Joseph Mahon: I've been cooking since I was 16. I cooked locally in Orange County and saved up enough money and invested it with my mom. She's a stock broker, she tripled it, and with that money I went to the Culinary Institute of America [in Hyde Park, New York]. From there I worked weekends, I staged all over New York City for about a year and a half. Anytime I was in school I was working in the city on Saturdays. I was 19. So I had my girlfriend drive me to the train station and I'd go down there every Saturday. It was nice because you could read a review and be in that kitchen the next week. I just wanted to be involved in the process, to see how things worked in different kitchens, different set ups, just saturate myself with everything.
One of the stages was with Café Boulud, anther with Daniel, also with Andrew Carmellini. Andrew Carmellini was a real hotbed for everyone, anybody in that kitchen wanted to be the next Daniel Boulud. It was a very intense kitchen. I went with Boulud because he's technique driven, he pays homage to his history and his heritage, and there are no tricks up his sleeve. It's very sincere and approachable cuisine, but it's done at the highest level, and I thought I needed to get that. From there I went to David Bouley. Everybody wanted to work with him, or everybody did. He had a crazy reputation; I kind of enjoyed that. He was completely opposite from Daniel Boulud; he was about technique, interesting flavor combinations, flavors, juices, foams, froths, caviars. He'd just come from El Bulli and basically brought it to us. It was completely at the opposite end from where I had been, and I thought, if you could combine those two and land somewhere in the middle, maybe you could have something.
SI: So how did you get back to L.A.?
JM: I worked with Noriyuki Sugie, who's at Breadbar right now. Wow, he's a great chef. I never thought he got all the credit he deserves. He was on a whole different realm. Japanese, French, worked for Katsuya and Charlie Trotter. For me it was the completely opposite end of what I'd been working on at the time: it was Asian-based. I kind of wanted to choreograph each move to make sure that I got to see as much as I could with my time in New York.
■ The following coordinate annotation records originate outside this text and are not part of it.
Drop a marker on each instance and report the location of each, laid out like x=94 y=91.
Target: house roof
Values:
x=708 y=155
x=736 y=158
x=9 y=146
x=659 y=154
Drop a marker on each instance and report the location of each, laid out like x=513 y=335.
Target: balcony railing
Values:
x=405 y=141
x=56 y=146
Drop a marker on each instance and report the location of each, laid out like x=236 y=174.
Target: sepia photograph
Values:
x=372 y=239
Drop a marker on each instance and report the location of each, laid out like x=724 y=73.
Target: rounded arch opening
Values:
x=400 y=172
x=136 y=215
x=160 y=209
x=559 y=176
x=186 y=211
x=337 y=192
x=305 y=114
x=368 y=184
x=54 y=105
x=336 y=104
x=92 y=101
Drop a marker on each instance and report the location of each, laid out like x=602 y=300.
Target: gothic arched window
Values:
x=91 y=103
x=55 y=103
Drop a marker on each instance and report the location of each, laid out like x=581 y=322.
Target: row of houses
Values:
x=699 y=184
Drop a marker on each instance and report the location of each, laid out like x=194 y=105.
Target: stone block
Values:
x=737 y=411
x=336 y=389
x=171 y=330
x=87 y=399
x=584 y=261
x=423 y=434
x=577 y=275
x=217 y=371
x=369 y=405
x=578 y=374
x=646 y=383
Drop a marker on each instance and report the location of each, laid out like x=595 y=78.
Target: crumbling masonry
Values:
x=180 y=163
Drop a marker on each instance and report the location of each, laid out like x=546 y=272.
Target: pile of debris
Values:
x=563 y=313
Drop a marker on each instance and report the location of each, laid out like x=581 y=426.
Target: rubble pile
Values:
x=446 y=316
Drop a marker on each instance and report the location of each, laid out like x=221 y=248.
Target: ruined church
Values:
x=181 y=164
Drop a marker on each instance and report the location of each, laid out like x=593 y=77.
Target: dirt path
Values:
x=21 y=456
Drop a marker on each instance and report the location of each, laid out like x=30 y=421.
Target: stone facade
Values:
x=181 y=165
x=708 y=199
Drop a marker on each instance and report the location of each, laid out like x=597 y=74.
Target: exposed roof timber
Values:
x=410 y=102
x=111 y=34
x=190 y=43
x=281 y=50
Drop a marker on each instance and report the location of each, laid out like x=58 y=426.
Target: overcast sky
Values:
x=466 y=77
I was talking to Nori and he knew David Myers and I came out here. I always wanted to come back to Los Angeles. This was my master plan, which never goes accordingly. You always sit there in your room and you think things are going to work out the way you think and nothing ever does. You hope to reach halfway--even a quarter.
I worked for David Myers at Sona, I was their sous chef for under a year. And then I quit the business. I got into sales, I was a sales rep for Epicure, now it's called Village Imports, and I had Orange County. I was a good salesperson. I was a damn good salesperson. It was good money, it was like four days a week, I knew how to talk to the chefs. It was coming on a year and I got a little scared.
SI: Why, because you thought you'd end up staying there?